Climate advisors warn Scotland is set to miss its interim climate goals due to lack of ambitious policy planning
The Scottish government has been accused of failing to follow up its world leading climate goals with a credible strategy setting out how it plans to achieve its ambitious emissions targets.
In a report published this morning, the Climate Change Committee (CCC) warned the devolved government has failed to quantify how its policies would deliver the emissions reductiond required to meet its climate targets, which it acknowledged were "among the most stretching in the world".
Scotland has a legally binding goal to deliver a 75 per cent reduction of its emissions by 2030 on 1990 levels, on the way to achieving net zero by 2045 - five years earlier than the UK target date of 2050.
However, today's report from the CCC warned "the Scottish Government urgently needs to provide a quantified plan for how its polices will combine to achieve the emissions reduction required to meet the challenging 2030 target". "The plan must detail how each of Scotland's ambitious milestones will be achieved," it added.
In the report, the CCC warned Scotland had failed to achieve seven out of 11 of its legal targets since the Scottish Climate Change Act become law in 2009, and said this "trend of failure will continue without urgent and strong action to deliver emissions reductions, starting now".
The CCC warned Scotland's ambitious 2030 climate target would require the Scottish government go over and above its previous advice, given the advisory body had concluded that a 65 to 67 per cent reduction in Scotland's emissions would be feasible by the end of this decade.
The report echoed criticism from the Scottish government that a lack of coordination between the Scottish and UK governments could hamper efforts to deliver on climate goals across the board. But it also noted that the devolved administration has an important role to play in helping meet the UK's carbon targets, in particular through the management of peatlands and tree-planting.
The CCC said the UK's decision earlier this year to not pick a Scottish industrial hub as a priority project for 'track 1' funding for carbon capture and storage plans was "the most recent example" of the lack of coordination between Westminster and Holyrood on decarbonisation policy.
The exclusion of a Scottish project from the first phase of the industrial decarbonisation programme will hurt the development of green infrastructure and skills in the nation that has the most favourable geographic conditions for large-scale carbon storage, the report warned.

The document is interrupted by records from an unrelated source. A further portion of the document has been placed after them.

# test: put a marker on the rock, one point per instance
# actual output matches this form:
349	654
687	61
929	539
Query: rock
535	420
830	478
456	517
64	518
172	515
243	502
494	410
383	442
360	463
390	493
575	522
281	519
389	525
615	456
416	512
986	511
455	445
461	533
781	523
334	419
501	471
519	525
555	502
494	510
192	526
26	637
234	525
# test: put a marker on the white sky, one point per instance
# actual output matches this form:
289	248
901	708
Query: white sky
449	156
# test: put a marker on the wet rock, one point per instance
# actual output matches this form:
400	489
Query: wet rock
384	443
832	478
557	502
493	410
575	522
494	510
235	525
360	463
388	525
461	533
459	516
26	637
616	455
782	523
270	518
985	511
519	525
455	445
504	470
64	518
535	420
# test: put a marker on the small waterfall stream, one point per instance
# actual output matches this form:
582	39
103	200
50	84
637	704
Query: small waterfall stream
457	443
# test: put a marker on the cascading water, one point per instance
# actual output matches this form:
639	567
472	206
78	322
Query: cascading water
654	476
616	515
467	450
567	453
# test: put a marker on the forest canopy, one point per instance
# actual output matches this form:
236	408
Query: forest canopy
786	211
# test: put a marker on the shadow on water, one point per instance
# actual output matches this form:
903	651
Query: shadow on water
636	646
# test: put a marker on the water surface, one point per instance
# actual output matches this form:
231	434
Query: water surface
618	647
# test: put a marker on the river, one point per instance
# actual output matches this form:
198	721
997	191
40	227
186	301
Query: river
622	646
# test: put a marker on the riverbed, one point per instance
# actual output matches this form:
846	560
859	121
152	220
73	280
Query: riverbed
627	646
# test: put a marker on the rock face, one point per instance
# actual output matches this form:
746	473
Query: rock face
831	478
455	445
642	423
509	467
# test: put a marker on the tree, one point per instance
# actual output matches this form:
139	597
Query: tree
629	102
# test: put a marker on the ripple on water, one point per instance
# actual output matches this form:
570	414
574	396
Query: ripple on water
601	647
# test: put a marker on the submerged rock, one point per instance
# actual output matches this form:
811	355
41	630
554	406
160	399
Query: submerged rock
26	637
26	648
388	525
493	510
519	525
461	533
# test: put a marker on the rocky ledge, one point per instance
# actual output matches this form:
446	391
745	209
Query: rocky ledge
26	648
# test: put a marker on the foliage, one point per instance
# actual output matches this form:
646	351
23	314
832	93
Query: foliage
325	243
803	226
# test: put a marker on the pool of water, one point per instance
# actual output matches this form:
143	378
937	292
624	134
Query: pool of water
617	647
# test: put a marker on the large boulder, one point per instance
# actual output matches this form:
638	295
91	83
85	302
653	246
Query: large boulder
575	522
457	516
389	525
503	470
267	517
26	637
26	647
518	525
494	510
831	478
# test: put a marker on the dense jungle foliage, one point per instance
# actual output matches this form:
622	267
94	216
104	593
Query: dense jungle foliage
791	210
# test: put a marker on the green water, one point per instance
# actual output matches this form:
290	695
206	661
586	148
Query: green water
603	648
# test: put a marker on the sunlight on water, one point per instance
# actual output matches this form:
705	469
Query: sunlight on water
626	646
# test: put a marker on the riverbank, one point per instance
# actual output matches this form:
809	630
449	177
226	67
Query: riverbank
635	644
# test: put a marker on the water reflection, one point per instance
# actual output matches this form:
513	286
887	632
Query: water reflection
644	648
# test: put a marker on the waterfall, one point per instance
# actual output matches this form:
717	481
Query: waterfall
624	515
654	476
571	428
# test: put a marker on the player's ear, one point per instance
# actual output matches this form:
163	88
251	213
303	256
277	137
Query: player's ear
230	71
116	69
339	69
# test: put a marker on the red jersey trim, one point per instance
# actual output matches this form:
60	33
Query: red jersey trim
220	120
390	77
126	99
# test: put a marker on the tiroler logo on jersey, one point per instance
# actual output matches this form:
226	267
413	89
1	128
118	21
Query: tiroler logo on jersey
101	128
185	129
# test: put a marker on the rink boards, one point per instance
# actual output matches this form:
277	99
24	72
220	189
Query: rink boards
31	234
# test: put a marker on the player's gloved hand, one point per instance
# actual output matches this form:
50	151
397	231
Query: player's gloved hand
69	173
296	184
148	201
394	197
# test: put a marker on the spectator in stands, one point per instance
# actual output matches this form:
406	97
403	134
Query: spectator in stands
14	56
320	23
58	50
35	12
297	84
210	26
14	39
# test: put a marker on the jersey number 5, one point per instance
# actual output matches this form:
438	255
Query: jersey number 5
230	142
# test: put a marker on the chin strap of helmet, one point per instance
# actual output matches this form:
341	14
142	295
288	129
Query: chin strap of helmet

An assessment included in the report notes that between 2019 and 2020, emissions in Scotland fell by 12 per cent, dropping to roughly half levels observed in 1990. But the CCC warned the fall was driven largely by the unique conditions of the Covid-19 pandemic, and said it expected further analysis to show that Scottish emissions rebounded in 2021.
The report also urged the government to adjust its annual targets in light of the updated treatment of peatland emissions in an accounting methodology that was reset last year, warning Scotland's targets would be more difficult to achieve under the updated approach.